Citigroup Resumes Job Cuts Ahead of Risk-Related Reprimand

Citigroup will resume slashing its workforce in a bid to cut costs ahead of what is expected to be a rising wave of loan losses and a risk-related reprimand.

Citigroup  (C) - Get Free Report will resume slashing its workforce this week, joining some of its rivals including Wells Fargo  (WFC) - Get Free Report that are now reducing headcount in a bid to rein in costs ahead of what is anticipated to be a rising wave of business and personal loan losses.

The cuts will affect less than 1% of the global workforce, and likely will be offset by recent hiring for other positions throughout the company, the bank said in a statement. The bank said it has hired more than 26,000 people globally this year.

“The decision to eliminate even a single colleague role is very difficult, especially during these challenging times,” Citigroup said in a statement, released late Monday. “We will do our best to support each person, including offering the ability to apply for open roles in other parts of the firm and providing severance packages.”

The job cuts come as banks brace for what is expected to be both a drop in revenue and an increase in loan losses as the pandemic and economic downturn continue to take its toll on business and consumer lending, particularly as government aid and other payment deferral programs expire.

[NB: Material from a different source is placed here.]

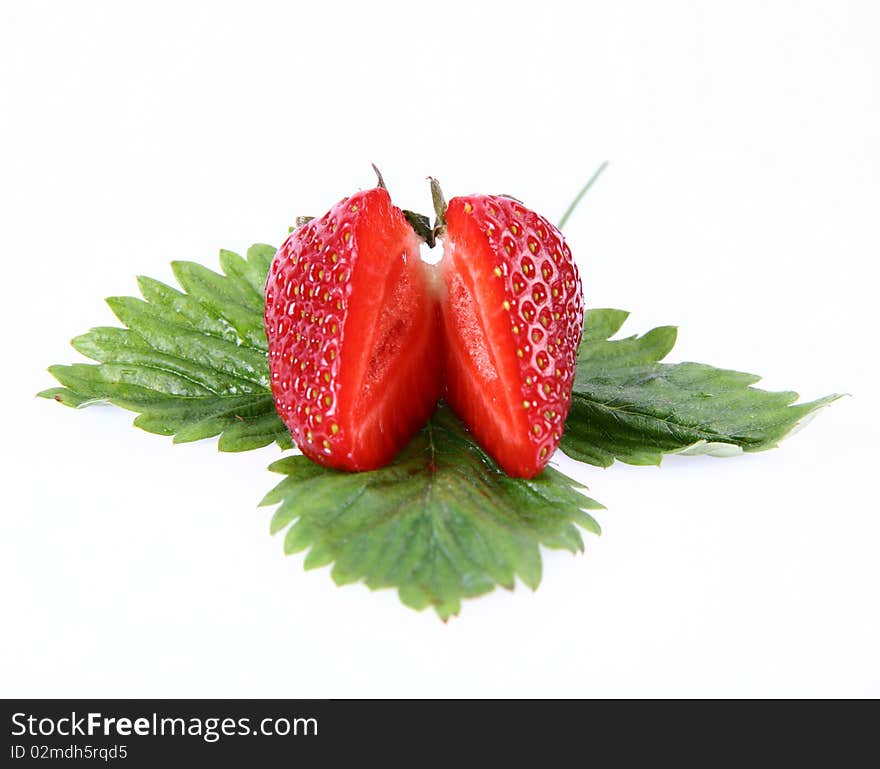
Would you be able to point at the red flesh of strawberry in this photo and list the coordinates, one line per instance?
(512, 317)
(353, 334)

It also comes ahead of what is expected to be a heavy reprimand for Citigroup not being on top of its own risk-management systems. The Office of the Comptroller of the Currency and the Federal Reserve are both weighing public rebukes of Citigroup because of continued deficiencies in its infrastructure and control functions, according to reports.

Specifically, regulators have faulted Citigroup's C-suite for not making risk management in its capital markets and investing divisions more stringent - something highlighted in a recent $900-million mistake involving lenders to Revlon  (REV) - Get Free Report that is also believed to have accelerated the retirement of long-time CEO Michael Corbat.

Citigroup last week announced that Jane Fraser will succeed Corbat as head of the bank effective the end of 2020. Corbat, who has run the bank since 2012, had been expected to retire sometime around 2022. Fraser, who started her career at Goldman Sachs, will become the first woman to lead a major U.S. bank.

Shares of Citigroup were down 2.87% at $46.77 in trading on Tuesday. The stock ended down 5.6% at $48.15 in regular New York trading on Monday, the worst performer in the 66-company S&P 500 Financials Index.